The marketing department at High-tech Inc. is getting ready to launch a new product. Before doing...

The marketing department at High-tech Inc. is getting ready to launch a new product. Before doing so, they have to finalize the business case to present to the executives.  The selling price is expected to be $45.  The cost information for the new product is as follows:

Overhead expenses                              $400,000

Advertising                                               $200,000

Raw materials                                         $8.25/unit

Patent royalties                                     $1.85/unit

Sales commission                                 $2/unit

Salesperson salaries                            $475,000

a. What is the contribution margin per unit?

b. What volume must be sold for High-tech Inc. to break even (both in units and dollar)?

c. What is the volume in units that must be sold for the firm to make $600,000 in profit?

d. What happens to the break-even volume if managers decide to reduce the price by 18%?

e. What happens to the break-even volume if extra salespeople need to be hired (with a cost of $45,000)?

Solutions

Expert Solution

A. Contribution= sales - variable expenses

I.e.

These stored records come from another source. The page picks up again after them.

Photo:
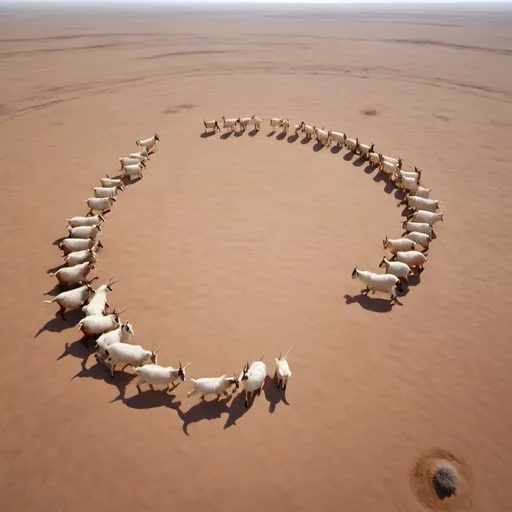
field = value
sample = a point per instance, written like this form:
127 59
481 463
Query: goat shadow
150 399
56 324
100 372
57 241
237 409
55 290
390 186
399 194
377 305
204 410
273 395
55 269
77 349
127 181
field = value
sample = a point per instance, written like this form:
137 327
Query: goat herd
111 334
409 250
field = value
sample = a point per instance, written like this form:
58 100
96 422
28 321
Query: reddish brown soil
229 247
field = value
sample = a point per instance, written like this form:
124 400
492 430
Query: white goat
283 372
120 335
421 227
72 299
397 268
130 355
211 125
229 123
112 182
410 174
95 325
397 162
130 160
141 155
99 304
374 158
308 130
156 375
420 203
100 204
74 258
352 144
149 144
256 122
85 221
398 244
338 137
419 192
386 283
421 238
78 244
244 123
365 149
322 136
73 275
275 122
424 216
253 378
133 170
284 125
85 231
389 169
412 258
105 191
213 386
410 184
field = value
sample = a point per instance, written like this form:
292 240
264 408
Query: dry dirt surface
233 245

Contribution margin = contribution/ sales*100

=32.9/45*100= 73.11% --- refer working note

B. Break even point is a point where there is no profit and no loss.

Break even sales (qty)= Contribution/contribution per unit

I.e. =1075000/32.9= 32675 units

Break even sales ($)= contribution/contribution margin

I.e. = 1075000/73.11*100= $1470387

C. units to be sold to earn $600000 profit.

= ( Fixed cost + profit)/ contribution per unit

= (1075000+600000)/32.9= 50912units.

D. If sales price will reduce by 18% i.e. $36.9 per unit , then

Contribution margin will get decrease and break even point will increased.

E. If extra sales persons are hired then fixed cost will get increased, therefore the sales to be increased to attend break even point but there will be no change in break even margin%

Working note:

1. Variable cost= raw material cost p.u.+patents and royalties+sales commission

Variable cost= 8.25+1.85+2= 12.1 p.u.